Pemberontak Meluncurkan Serangan Besar di Suriah, Bentrok dengan Pasukan Pemerintahan Bashar al-Assad

Menurut seorang pejabat tinggi, pasukan Suriah yang didukung oleh pesawat militer Rusia menewaskan ratusan pemberontak bersenjata di Aleppo dan Idlib.

ETIndonesia. Pemberontak memasuki kota terbesar kedua di Suriah, Aleppo, pada 29 November dan terlibat bentrokan dengan pasukan pemerintah di bagian barat kota, menurut laporan pengamat perang Suriah dan petempur.

Warga melarikan diri dari lingkungan di pinggiran kota karena serangan misil dan tembakan, menurut saksi mata di Aleppo.
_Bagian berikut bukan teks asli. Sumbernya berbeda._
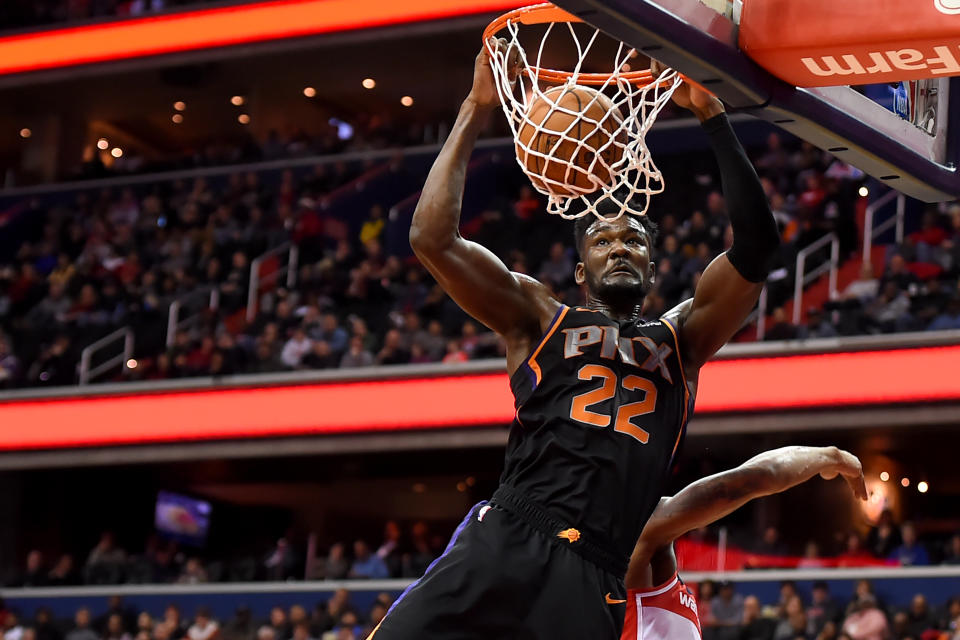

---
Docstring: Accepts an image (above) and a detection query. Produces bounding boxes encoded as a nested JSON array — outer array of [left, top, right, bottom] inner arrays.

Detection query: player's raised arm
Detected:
[[410, 43, 559, 356], [630, 447, 867, 566], [651, 63, 780, 371]]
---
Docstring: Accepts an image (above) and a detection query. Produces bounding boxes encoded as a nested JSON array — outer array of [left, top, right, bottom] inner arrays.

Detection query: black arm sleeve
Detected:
[[703, 113, 780, 283]]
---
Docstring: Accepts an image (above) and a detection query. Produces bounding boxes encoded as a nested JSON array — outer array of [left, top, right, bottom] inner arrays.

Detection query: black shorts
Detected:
[[370, 488, 626, 640]]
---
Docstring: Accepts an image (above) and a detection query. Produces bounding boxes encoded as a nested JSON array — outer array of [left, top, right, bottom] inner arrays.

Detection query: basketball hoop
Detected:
[[483, 3, 683, 219]]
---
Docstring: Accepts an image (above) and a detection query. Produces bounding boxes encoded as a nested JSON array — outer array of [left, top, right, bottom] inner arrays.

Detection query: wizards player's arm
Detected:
[[624, 447, 867, 589], [410, 42, 560, 373], [651, 62, 780, 381]]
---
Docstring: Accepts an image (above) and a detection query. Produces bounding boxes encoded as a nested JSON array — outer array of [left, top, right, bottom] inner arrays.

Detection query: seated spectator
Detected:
[[927, 295, 960, 331], [807, 580, 842, 637], [348, 540, 390, 579], [890, 522, 930, 567], [710, 580, 743, 627], [187, 607, 220, 640], [177, 558, 207, 584], [20, 549, 47, 587], [843, 594, 889, 640], [943, 533, 960, 564], [324, 542, 350, 580], [47, 553, 79, 587], [65, 607, 99, 640], [103, 613, 133, 640], [906, 593, 937, 638], [340, 335, 374, 369], [737, 596, 777, 640]]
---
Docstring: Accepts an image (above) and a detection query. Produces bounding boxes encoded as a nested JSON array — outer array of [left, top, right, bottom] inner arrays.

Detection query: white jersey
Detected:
[[620, 575, 702, 640]]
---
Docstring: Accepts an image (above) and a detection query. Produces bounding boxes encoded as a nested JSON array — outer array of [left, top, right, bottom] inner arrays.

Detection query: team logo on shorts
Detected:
[[933, 0, 960, 15], [557, 529, 580, 543]]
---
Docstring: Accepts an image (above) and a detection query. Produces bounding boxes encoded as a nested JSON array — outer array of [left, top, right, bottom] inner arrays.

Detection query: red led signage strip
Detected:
[[0, 0, 523, 75], [0, 346, 960, 450]]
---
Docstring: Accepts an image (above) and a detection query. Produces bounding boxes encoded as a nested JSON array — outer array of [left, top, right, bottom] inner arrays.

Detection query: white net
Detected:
[[488, 9, 682, 219]]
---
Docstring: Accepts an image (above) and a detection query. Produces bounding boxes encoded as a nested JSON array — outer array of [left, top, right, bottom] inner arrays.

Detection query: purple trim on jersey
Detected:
[[384, 500, 487, 618]]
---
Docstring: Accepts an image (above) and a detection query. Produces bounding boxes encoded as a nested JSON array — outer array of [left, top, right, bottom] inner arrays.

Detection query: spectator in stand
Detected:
[[103, 613, 133, 640], [906, 593, 937, 639], [187, 607, 220, 640], [222, 605, 251, 640], [20, 549, 47, 587], [773, 596, 807, 640], [65, 607, 100, 640], [177, 558, 207, 584], [943, 533, 960, 565], [377, 520, 401, 578], [710, 580, 743, 637], [867, 509, 901, 558], [348, 540, 390, 579], [763, 307, 800, 340], [927, 294, 960, 331], [324, 542, 350, 580], [843, 594, 890, 640], [737, 596, 777, 640], [807, 580, 843, 637], [340, 335, 374, 369], [47, 553, 79, 587], [270, 607, 290, 640], [890, 522, 930, 567]]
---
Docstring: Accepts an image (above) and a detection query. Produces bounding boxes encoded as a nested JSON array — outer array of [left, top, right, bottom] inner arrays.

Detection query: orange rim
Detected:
[[483, 2, 653, 87]]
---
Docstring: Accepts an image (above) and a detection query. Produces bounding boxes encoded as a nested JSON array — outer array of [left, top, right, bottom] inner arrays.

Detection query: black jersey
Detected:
[[501, 306, 693, 559]]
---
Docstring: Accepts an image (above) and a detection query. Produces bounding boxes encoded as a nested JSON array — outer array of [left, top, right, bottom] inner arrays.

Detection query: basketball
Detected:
[[516, 85, 627, 196]]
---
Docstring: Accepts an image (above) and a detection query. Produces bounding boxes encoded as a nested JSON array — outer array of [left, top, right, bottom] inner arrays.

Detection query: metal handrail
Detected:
[[247, 242, 300, 322], [80, 327, 133, 385], [863, 190, 907, 262], [166, 286, 220, 348], [793, 233, 840, 324]]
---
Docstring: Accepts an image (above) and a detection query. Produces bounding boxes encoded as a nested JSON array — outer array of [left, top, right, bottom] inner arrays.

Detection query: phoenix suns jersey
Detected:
[[620, 575, 702, 640], [501, 306, 693, 561]]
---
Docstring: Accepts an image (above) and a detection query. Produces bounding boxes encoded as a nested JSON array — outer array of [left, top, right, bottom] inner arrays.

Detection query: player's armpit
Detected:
[[677, 254, 763, 370]]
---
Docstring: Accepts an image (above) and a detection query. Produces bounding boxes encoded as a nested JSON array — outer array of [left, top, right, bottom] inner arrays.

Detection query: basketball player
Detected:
[[374, 41, 779, 640], [621, 447, 867, 640]]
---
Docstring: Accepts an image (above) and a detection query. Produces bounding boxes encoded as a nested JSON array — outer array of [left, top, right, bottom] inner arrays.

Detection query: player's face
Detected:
[[576, 215, 654, 305]]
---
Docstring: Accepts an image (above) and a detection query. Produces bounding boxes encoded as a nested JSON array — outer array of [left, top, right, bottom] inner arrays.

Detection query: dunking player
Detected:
[[375, 42, 779, 640], [621, 447, 867, 640]]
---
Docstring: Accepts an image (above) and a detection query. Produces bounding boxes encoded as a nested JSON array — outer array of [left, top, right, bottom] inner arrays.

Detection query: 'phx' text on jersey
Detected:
[[501, 307, 693, 558]]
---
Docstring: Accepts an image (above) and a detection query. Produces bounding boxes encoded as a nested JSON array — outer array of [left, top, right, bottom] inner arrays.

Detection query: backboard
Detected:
[[556, 0, 960, 202]]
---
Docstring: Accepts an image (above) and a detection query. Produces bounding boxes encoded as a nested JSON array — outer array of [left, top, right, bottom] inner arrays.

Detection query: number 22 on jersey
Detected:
[[570, 364, 657, 444]]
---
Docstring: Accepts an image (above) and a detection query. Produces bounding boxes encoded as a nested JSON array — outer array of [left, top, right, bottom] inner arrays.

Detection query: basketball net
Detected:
[[485, 4, 682, 220]]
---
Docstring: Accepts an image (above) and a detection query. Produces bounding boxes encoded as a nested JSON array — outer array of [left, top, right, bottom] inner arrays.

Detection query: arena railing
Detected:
[[863, 189, 907, 262], [246, 242, 300, 322], [79, 327, 134, 385]]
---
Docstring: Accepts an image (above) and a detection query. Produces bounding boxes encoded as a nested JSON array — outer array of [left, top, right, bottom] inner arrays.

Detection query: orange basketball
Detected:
[[516, 85, 627, 196]]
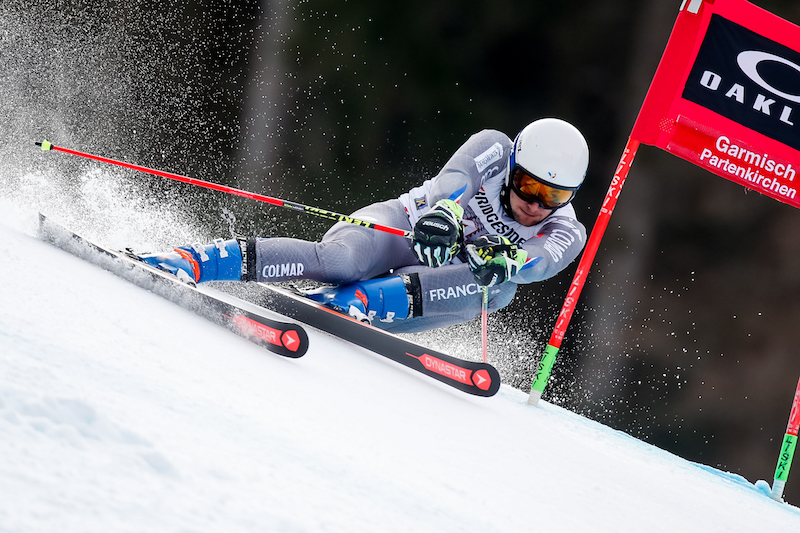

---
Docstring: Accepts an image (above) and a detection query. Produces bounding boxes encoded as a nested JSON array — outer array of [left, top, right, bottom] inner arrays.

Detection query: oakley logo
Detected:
[[736, 50, 800, 104], [475, 143, 503, 173], [700, 62, 796, 126], [682, 13, 800, 150], [422, 220, 450, 232]]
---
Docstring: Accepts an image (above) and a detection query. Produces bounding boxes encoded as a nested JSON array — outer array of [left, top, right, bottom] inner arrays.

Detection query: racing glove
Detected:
[[412, 200, 464, 267], [467, 235, 528, 287]]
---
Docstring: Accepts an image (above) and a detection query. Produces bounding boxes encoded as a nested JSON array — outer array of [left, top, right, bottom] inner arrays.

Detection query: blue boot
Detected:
[[306, 276, 419, 324], [137, 239, 245, 283]]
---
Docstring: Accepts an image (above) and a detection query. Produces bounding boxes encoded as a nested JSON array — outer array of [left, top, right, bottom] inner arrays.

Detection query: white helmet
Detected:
[[501, 118, 589, 213]]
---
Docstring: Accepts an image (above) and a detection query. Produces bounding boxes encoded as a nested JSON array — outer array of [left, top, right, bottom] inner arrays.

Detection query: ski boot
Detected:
[[136, 239, 245, 285], [305, 274, 422, 324]]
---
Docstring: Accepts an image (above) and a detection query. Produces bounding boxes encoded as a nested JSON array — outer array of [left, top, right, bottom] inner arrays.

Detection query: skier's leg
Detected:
[[373, 264, 517, 333]]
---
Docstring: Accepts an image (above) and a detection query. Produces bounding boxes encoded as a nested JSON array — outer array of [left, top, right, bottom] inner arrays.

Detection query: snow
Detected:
[[0, 200, 800, 533]]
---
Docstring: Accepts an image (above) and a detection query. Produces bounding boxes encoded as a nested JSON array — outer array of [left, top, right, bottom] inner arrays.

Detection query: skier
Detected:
[[139, 118, 589, 333]]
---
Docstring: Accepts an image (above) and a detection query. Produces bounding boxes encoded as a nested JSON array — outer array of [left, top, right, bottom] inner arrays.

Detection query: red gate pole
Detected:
[[528, 137, 639, 405]]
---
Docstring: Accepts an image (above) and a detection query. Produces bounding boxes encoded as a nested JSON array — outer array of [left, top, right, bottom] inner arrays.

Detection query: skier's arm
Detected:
[[509, 215, 586, 283], [428, 130, 511, 206]]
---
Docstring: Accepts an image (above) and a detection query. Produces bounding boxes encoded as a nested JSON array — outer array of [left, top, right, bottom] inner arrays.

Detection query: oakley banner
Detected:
[[631, 0, 800, 207]]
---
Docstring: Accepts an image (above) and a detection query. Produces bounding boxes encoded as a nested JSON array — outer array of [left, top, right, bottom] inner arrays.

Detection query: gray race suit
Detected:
[[255, 130, 586, 333]]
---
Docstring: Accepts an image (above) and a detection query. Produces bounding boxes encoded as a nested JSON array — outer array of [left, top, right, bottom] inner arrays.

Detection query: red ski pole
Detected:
[[36, 141, 413, 239]]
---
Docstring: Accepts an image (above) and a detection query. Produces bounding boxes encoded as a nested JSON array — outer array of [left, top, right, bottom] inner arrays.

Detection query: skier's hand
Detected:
[[412, 200, 464, 267], [467, 235, 528, 287]]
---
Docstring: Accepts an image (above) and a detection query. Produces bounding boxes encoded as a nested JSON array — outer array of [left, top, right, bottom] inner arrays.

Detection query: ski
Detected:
[[39, 214, 308, 358], [212, 283, 500, 396]]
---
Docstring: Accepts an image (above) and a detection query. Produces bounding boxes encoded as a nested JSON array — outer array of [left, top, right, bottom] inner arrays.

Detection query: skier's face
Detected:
[[509, 189, 553, 226]]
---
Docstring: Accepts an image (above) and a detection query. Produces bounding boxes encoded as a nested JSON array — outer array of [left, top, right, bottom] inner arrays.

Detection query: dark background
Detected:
[[0, 0, 800, 504]]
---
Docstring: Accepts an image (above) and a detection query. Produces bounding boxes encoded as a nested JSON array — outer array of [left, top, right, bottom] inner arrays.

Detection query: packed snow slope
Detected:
[[0, 209, 800, 533]]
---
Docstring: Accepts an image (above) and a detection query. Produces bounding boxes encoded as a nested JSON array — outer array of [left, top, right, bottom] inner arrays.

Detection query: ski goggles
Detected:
[[510, 165, 578, 209]]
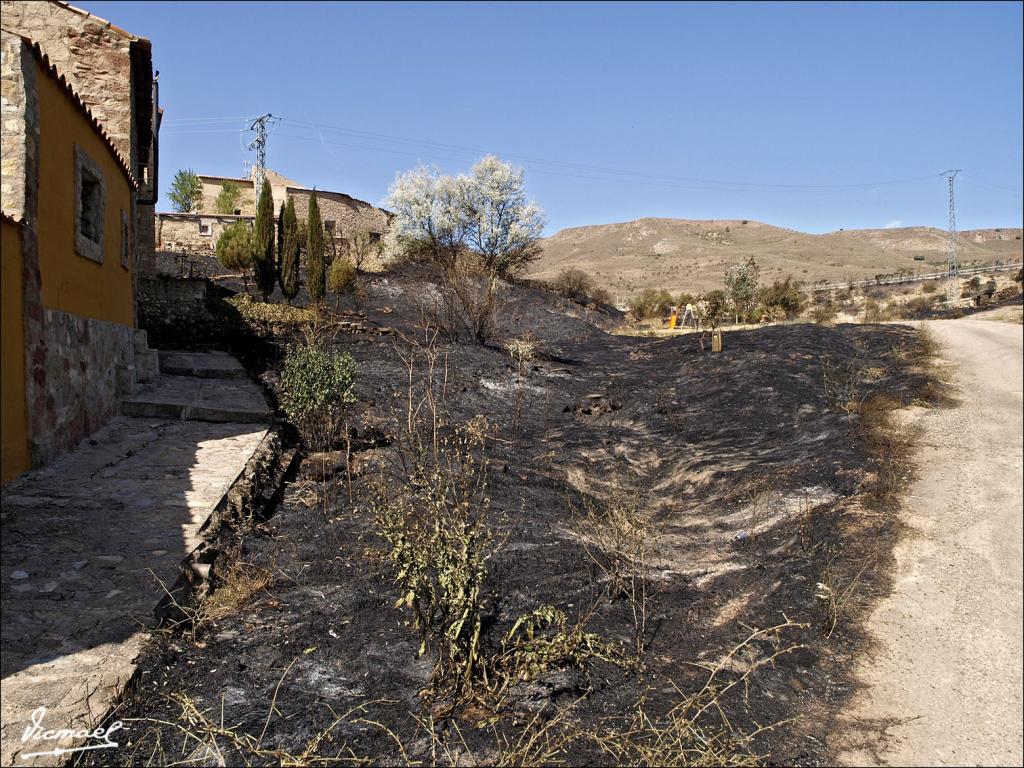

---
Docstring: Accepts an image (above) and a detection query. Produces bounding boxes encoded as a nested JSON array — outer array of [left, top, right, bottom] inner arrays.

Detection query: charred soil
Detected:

Diluncurkan dari Provinsi Idlib yang berbatasan dengan Suriah, serangan ini dipimpin oleh Hayat Tahrir al-Sham, yang dianggap sebagai kelompok teroris oleh Amerika Serikat, Rusia, dan Turkiye.

Namun, beberapa kelompok anti-Assad “moderat” yang juga berbasis di Idlib mendapat dukungan dari Ankara, yang mana memutuskan hubungan dengan pemerintah Suriah pada 2011.

Damaskus dan sekutunya—termasuk Rusia, Iran, dan Hizbullah—menganggap semua kelompok ini sebagai “teroris” dan sering bentrok dengan mereka di masa lalu.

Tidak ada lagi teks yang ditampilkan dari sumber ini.